While the Camino is certainly vibrant and very much alive -- death is also present along the way. Aside from the roadside cemeteries there are instances where I saw small memorials to people who had passed away. I do not know if they died doing the Camino or if a pilgrim was walking in their memory.
This cross was a shrine to a young man named Thomas whom someone must have loved very much. Other pilgrims continue to keep this shrine alive by placing fresh leaves, flowers and even stones on the cross, in Thomas' memory.
You will never get lost along the Camino. Aside from following other pilgrims, you will see these omnipresent yellow arrows which are found just about anywhere, even painted on stones on the ground. They can be very useful particularly when you come to a junction.
We had started the day's walk at 99.5 at Morgade and at the hamlet of Pena dos Gorvos my henro
and I stopped at the 96 km mark. While we had walked more than 3 kilometres, there were still 7 kilometres to go.
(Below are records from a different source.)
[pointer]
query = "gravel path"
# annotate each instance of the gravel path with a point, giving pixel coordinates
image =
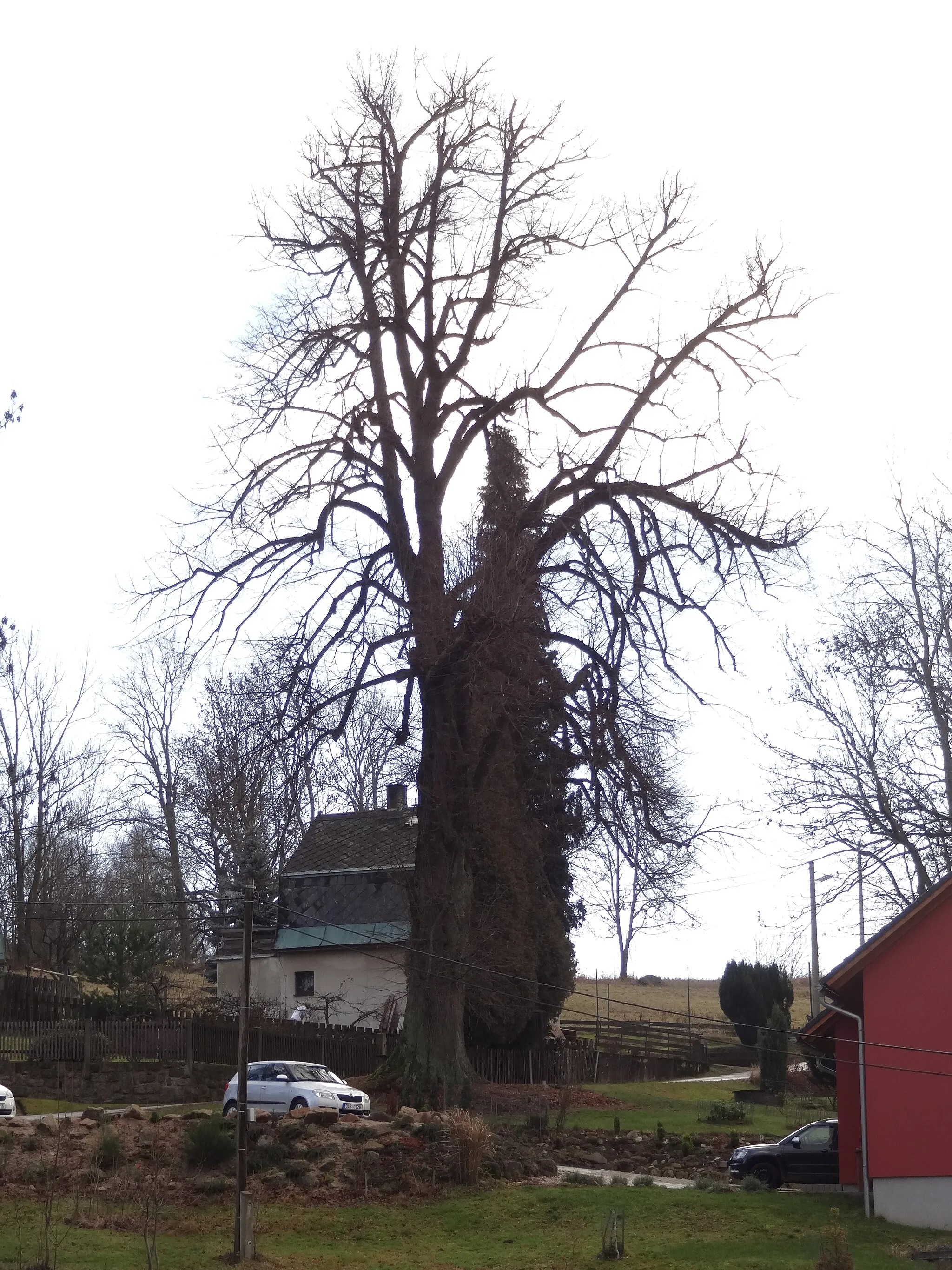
(606, 1177)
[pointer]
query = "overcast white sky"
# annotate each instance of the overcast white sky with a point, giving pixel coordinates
(131, 144)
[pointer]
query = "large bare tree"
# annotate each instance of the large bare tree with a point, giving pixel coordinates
(870, 780)
(412, 323)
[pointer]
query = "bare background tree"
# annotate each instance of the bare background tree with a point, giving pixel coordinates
(371, 752)
(149, 699)
(53, 808)
(871, 784)
(643, 846)
(418, 234)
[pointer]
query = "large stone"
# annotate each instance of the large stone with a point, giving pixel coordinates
(322, 1116)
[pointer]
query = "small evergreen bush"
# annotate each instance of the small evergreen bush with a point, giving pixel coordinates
(834, 1249)
(108, 1149)
(266, 1157)
(210, 1142)
(721, 1111)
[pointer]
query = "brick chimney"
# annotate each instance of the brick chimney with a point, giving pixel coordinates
(397, 798)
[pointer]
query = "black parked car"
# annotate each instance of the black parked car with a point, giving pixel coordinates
(809, 1155)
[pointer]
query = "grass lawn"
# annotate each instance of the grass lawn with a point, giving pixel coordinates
(49, 1107)
(525, 1229)
(677, 1107)
(667, 1003)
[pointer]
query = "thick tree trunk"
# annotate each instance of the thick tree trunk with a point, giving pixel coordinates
(433, 1053)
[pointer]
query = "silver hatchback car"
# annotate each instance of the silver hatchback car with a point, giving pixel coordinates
(287, 1086)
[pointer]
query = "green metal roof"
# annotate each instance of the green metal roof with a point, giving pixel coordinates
(355, 934)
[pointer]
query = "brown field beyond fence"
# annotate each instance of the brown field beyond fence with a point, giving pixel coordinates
(625, 1000)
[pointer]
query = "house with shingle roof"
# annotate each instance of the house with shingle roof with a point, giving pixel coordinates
(342, 920)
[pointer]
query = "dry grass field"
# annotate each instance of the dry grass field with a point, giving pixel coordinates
(668, 1003)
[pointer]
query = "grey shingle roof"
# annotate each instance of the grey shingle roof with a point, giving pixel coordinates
(357, 840)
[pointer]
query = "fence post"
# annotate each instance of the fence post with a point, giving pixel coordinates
(87, 1047)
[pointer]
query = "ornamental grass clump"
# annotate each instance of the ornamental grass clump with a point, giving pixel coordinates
(107, 1152)
(721, 1111)
(834, 1249)
(210, 1142)
(470, 1135)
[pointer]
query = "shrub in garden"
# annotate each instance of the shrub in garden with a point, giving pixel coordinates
(748, 994)
(210, 1142)
(470, 1136)
(834, 1249)
(727, 1113)
(214, 1185)
(266, 1156)
(107, 1152)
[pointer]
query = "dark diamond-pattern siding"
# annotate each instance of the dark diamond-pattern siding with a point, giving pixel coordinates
(357, 840)
(344, 898)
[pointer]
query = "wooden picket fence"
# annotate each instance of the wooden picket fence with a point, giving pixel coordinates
(348, 1051)
(640, 1038)
(572, 1064)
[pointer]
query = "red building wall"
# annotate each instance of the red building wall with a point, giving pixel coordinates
(908, 1001)
(848, 1100)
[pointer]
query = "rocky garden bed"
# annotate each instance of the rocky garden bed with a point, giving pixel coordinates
(110, 1164)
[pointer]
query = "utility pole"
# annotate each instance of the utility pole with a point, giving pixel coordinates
(814, 949)
(243, 1207)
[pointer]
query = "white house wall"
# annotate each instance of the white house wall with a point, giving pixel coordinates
(365, 978)
(916, 1201)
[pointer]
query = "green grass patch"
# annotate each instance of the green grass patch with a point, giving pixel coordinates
(677, 1107)
(530, 1229)
(50, 1107)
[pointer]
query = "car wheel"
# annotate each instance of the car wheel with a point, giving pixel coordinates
(767, 1173)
Sometimes I try not to look at these markers -- on particularly challenging days, my muscles
would scream at me "What?! We aren't even halfway there yet?!"
Thankfully, we caught up with the rest of the Amigos when they stopped at this most welcoming albergue in the village of Mercadoiro. I would have wanted to try the hammock but another peregrino had beaten me to it.
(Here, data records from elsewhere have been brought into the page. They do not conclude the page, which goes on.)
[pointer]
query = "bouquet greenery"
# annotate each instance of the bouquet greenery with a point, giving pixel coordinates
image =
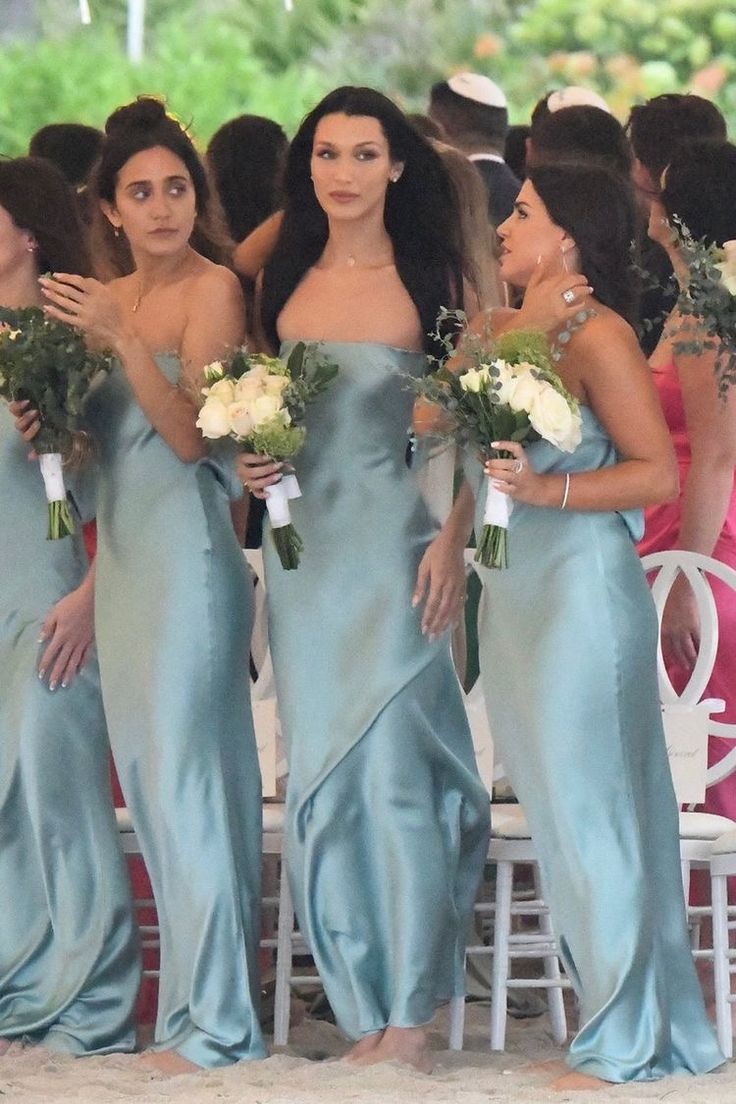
(260, 402)
(48, 363)
(510, 392)
(707, 304)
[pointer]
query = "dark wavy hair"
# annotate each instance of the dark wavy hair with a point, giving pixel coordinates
(596, 207)
(38, 198)
(420, 215)
(582, 133)
(130, 129)
(657, 128)
(246, 159)
(700, 188)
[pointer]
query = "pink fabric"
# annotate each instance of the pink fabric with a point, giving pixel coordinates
(661, 533)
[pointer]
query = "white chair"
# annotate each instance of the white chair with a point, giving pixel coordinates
(690, 710)
(723, 866)
(511, 847)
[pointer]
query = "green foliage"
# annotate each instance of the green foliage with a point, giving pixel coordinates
(49, 363)
(215, 59)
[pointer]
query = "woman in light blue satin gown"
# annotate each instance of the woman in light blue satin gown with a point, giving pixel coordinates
(173, 597)
(387, 818)
(68, 952)
(568, 649)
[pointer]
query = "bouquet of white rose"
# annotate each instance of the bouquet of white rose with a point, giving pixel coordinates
(48, 363)
(259, 402)
(511, 392)
(708, 298)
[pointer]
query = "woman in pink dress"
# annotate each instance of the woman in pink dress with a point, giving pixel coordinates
(700, 188)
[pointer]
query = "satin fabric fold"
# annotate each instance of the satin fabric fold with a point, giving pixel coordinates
(173, 611)
(387, 817)
(567, 646)
(68, 946)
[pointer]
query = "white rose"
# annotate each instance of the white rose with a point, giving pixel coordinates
(241, 417)
(213, 420)
(214, 371)
(224, 390)
(553, 418)
(470, 380)
(266, 407)
(276, 384)
(525, 390)
(727, 267)
(248, 388)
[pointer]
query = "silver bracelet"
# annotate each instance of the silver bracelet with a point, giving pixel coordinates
(564, 501)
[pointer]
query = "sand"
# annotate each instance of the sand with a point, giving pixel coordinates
(305, 1074)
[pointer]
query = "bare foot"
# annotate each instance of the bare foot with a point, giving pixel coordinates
(407, 1046)
(169, 1062)
(364, 1046)
(577, 1082)
(553, 1067)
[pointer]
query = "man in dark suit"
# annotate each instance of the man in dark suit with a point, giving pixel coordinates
(472, 109)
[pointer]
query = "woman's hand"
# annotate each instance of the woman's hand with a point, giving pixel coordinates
(552, 298)
(441, 583)
(27, 420)
(86, 304)
(516, 477)
(681, 627)
(70, 632)
(258, 473)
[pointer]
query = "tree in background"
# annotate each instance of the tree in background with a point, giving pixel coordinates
(216, 59)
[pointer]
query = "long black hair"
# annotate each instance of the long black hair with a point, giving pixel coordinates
(596, 207)
(38, 198)
(420, 215)
(246, 159)
(700, 188)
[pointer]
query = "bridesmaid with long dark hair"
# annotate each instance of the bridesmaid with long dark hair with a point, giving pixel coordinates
(68, 951)
(173, 597)
(387, 816)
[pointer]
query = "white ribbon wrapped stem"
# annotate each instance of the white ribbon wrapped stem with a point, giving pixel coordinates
(498, 507)
(53, 476)
(277, 500)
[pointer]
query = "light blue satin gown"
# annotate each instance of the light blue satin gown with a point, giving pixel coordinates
(387, 818)
(68, 947)
(173, 613)
(567, 650)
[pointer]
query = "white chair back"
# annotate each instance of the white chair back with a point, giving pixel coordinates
(263, 688)
(688, 715)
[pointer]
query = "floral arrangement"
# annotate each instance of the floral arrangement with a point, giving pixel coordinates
(260, 402)
(510, 392)
(707, 304)
(48, 363)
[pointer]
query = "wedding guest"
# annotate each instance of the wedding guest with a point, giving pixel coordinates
(580, 134)
(387, 819)
(246, 158)
(68, 949)
(568, 648)
(173, 598)
(472, 110)
(656, 130)
(700, 189)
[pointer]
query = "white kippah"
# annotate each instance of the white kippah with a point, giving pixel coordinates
(477, 87)
(575, 96)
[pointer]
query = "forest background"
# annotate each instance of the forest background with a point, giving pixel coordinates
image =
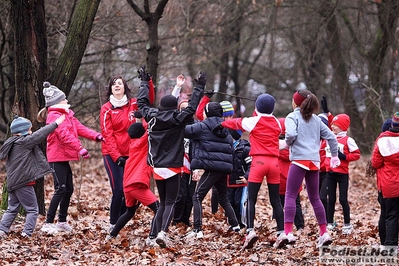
(344, 50)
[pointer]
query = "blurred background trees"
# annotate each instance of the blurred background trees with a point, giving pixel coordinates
(345, 50)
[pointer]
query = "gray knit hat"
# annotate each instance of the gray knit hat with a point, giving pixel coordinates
(52, 94)
(20, 125)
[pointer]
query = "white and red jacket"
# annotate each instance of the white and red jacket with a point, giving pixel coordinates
(63, 144)
(264, 130)
(347, 146)
(114, 123)
(385, 158)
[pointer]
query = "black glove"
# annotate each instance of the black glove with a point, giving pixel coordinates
(121, 161)
(138, 114)
(341, 156)
(201, 78)
(324, 104)
(143, 75)
(209, 93)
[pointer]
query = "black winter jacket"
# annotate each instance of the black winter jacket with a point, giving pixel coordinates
(25, 161)
(211, 151)
(166, 128)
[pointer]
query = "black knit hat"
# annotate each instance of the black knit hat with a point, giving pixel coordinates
(213, 109)
(168, 102)
(136, 130)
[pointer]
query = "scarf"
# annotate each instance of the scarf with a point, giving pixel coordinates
(118, 103)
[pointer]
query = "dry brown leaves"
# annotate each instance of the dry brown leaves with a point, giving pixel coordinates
(89, 217)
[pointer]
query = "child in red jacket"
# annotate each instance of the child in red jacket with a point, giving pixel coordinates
(348, 151)
(136, 181)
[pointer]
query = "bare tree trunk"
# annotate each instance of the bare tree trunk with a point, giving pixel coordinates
(78, 36)
(151, 19)
(341, 76)
(30, 65)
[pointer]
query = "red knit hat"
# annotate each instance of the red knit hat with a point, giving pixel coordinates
(300, 96)
(342, 121)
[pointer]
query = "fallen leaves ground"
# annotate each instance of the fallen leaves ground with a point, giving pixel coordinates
(89, 218)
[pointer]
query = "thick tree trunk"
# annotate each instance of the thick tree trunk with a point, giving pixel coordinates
(78, 36)
(30, 65)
The resident cat looked at us calmly and did not even budge from his comfortable perch.
The view from this albergue was gorgeous -- lots of trees, gently sloping green hills -- so idyllic.
The cool air revived and rejuvenated me.
This was really a lovely and much appreciated break for this peregrina and this henro.
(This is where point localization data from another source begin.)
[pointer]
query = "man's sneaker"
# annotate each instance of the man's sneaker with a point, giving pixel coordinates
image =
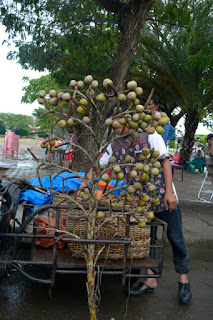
(184, 292)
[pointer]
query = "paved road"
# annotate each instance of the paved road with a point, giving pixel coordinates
(21, 299)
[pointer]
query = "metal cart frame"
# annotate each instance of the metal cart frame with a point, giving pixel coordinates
(22, 244)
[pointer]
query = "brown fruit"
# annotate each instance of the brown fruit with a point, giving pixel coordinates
(139, 91)
(131, 95)
(151, 187)
(107, 82)
(139, 108)
(108, 122)
(139, 166)
(160, 129)
(80, 110)
(137, 185)
(122, 121)
(154, 171)
(66, 96)
(145, 151)
(130, 198)
(133, 174)
(142, 224)
(131, 190)
(115, 124)
(73, 83)
(80, 84)
(155, 154)
(150, 129)
(62, 123)
(127, 158)
(41, 93)
(94, 84)
(100, 214)
(139, 209)
(121, 97)
(52, 93)
(143, 125)
(88, 78)
(132, 85)
(59, 95)
(136, 117)
(157, 164)
(53, 101)
(84, 102)
(70, 122)
(100, 97)
(41, 100)
(86, 120)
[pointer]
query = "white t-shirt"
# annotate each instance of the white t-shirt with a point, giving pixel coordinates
(155, 141)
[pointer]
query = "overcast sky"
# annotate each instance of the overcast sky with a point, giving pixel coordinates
(12, 84)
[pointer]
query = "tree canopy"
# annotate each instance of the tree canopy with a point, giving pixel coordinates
(105, 38)
(17, 123)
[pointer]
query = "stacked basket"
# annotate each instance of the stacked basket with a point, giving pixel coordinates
(114, 228)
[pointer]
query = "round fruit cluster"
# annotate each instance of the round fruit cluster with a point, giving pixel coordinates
(75, 107)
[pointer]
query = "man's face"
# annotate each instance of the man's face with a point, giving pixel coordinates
(152, 106)
(119, 130)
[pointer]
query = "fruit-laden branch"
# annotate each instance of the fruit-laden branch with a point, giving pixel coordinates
(111, 5)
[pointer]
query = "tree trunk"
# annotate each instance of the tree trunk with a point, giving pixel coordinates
(134, 19)
(191, 124)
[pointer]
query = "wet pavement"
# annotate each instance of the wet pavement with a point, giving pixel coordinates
(22, 299)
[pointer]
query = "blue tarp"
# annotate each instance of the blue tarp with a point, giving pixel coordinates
(39, 199)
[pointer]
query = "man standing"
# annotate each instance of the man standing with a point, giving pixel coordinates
(169, 130)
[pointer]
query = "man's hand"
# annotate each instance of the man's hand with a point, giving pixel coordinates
(170, 201)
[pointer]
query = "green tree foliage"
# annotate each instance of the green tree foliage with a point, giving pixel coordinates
(2, 127)
(177, 63)
(17, 123)
(76, 37)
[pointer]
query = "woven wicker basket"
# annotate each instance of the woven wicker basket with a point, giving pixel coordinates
(77, 224)
(60, 199)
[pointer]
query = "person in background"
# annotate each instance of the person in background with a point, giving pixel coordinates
(198, 154)
(167, 209)
(169, 130)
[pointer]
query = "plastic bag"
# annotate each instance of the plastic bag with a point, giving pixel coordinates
(49, 223)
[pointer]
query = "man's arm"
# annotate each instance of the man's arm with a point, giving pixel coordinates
(169, 199)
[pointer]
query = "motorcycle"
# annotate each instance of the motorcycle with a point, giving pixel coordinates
(9, 202)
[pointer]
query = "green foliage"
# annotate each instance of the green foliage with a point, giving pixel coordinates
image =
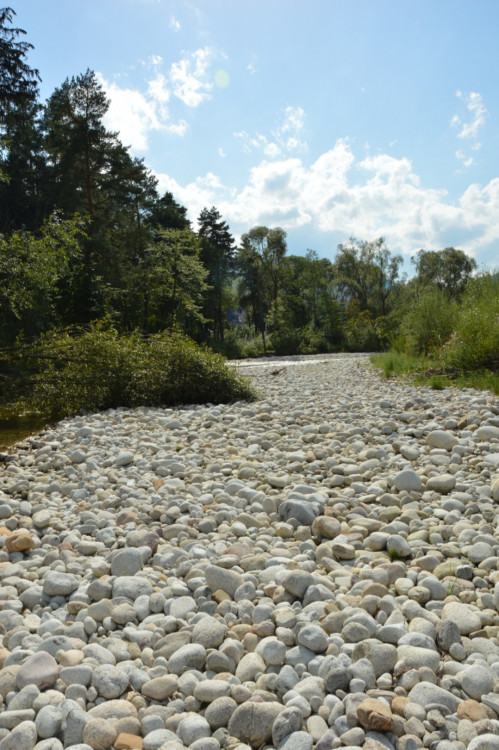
(474, 343)
(367, 273)
(33, 269)
(66, 372)
(430, 322)
(450, 269)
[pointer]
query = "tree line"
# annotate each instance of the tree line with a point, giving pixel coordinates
(85, 236)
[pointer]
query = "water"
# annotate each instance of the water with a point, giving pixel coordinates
(18, 428)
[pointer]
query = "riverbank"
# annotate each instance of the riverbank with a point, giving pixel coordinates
(318, 568)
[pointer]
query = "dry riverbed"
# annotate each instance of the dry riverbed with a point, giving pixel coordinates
(317, 569)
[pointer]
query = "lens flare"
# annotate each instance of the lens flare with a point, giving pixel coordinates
(222, 79)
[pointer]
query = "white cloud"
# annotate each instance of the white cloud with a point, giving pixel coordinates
(468, 130)
(475, 106)
(134, 115)
(251, 67)
(189, 77)
(467, 160)
(377, 196)
(174, 24)
(285, 136)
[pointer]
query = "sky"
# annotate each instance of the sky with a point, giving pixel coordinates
(329, 118)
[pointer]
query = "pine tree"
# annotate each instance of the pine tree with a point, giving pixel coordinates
(217, 254)
(21, 162)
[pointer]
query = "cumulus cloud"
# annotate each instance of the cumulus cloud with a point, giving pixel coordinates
(375, 196)
(189, 77)
(285, 137)
(135, 113)
(469, 128)
(474, 105)
(174, 24)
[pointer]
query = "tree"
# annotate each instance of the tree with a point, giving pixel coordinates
(259, 261)
(449, 269)
(172, 280)
(33, 271)
(166, 213)
(367, 272)
(92, 173)
(217, 254)
(21, 163)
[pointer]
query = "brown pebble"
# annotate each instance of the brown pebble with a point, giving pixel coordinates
(221, 596)
(126, 741)
(375, 715)
(19, 541)
(471, 710)
(398, 705)
(375, 589)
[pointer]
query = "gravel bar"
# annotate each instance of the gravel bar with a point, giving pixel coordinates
(317, 569)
The albergue served "real" food -- and it was not limited to the usual bocadillo, empanada or chips. We shared an order of chorizos al vinagre or chorizos cooked in vinegar. With large chunks of bread to sop up the delicious tart sauce with, it was a most delicious mid-Camino snack, in the midst of a
breezy al fresco setting.
breezy al fresco setting.
With the chorizos properly disposed of, it was time to move along. Passing through another small village with old stone farmhouses, I was surprised to see this dog followed by a herd of cows, walking stolidly behind him.
While cows are fixtures along the Camino, this was the first time I saw them herded along by a dog. This dog was just so smart -- he shepherded his flock through, passing by excited pilgrims, all snapping their cameras, without even a glance nor a woof.
He was so focused on his herd and ran from front to back, making sure not one cow was left behind. He was truly an example of the "Good shepherd" taking care of his "flock".
Uplifted by that little gift of "grace", my steps became lighter as the Camino continued through straight country roads. We passed by scenic farms enclosed by low stone walls, overgrown with weeds and wild flowers.
And since I walked so slow, we would just exchange a "Buen camino" before they quickly disappeared from my view.
We finally came to this wide open field where we could see Portomarin in the horizon. So near yet still so far.
It was a long and steep downhill descent over a cement road -- I was so relieved when we finally caught sight of the bridge leading to Portomarin.
The approach to the bridge is well signposted. Arrows point to Portomarin, an important stop along the Camino de Santiago.
The bridge into town is long, wide and high above the river. It was a pleasant walk from end to end - the Rio Mino flowed green and clean below us.
Everyone had to move to higher ground and all the old houses and buildings were completely submerged.
While one can go to the centre of town using the roadway, it is traditional for pilgrims to climb these steep steps called the Stairs of the Lady of the Snows. The view from the top is exhilarating -- specially as it signals that we have all arrived safe and the day's walk is done.
This is the ancient church of Portomarin, the Iglesia de San Nicolas. It is one of the most unique churches I have seen -- appealing in its compact simplicity.
This church is the original structure, dating back to the 12th century. Each piece of brick and stone was painstakingly and lovingly taken apart and rebuilt on this spot, when they submerged the old town in 1962.
Later on we would have the chance to hear mass at this church. But for now, it was time for the Amigos to again celebrate the end of another day's walk.
There was a platter of pulpo Gallega to be shared with the Amigos and just for me, an ice cold bottle of cerveza Mahou. Vale'! I am ready for Day 5!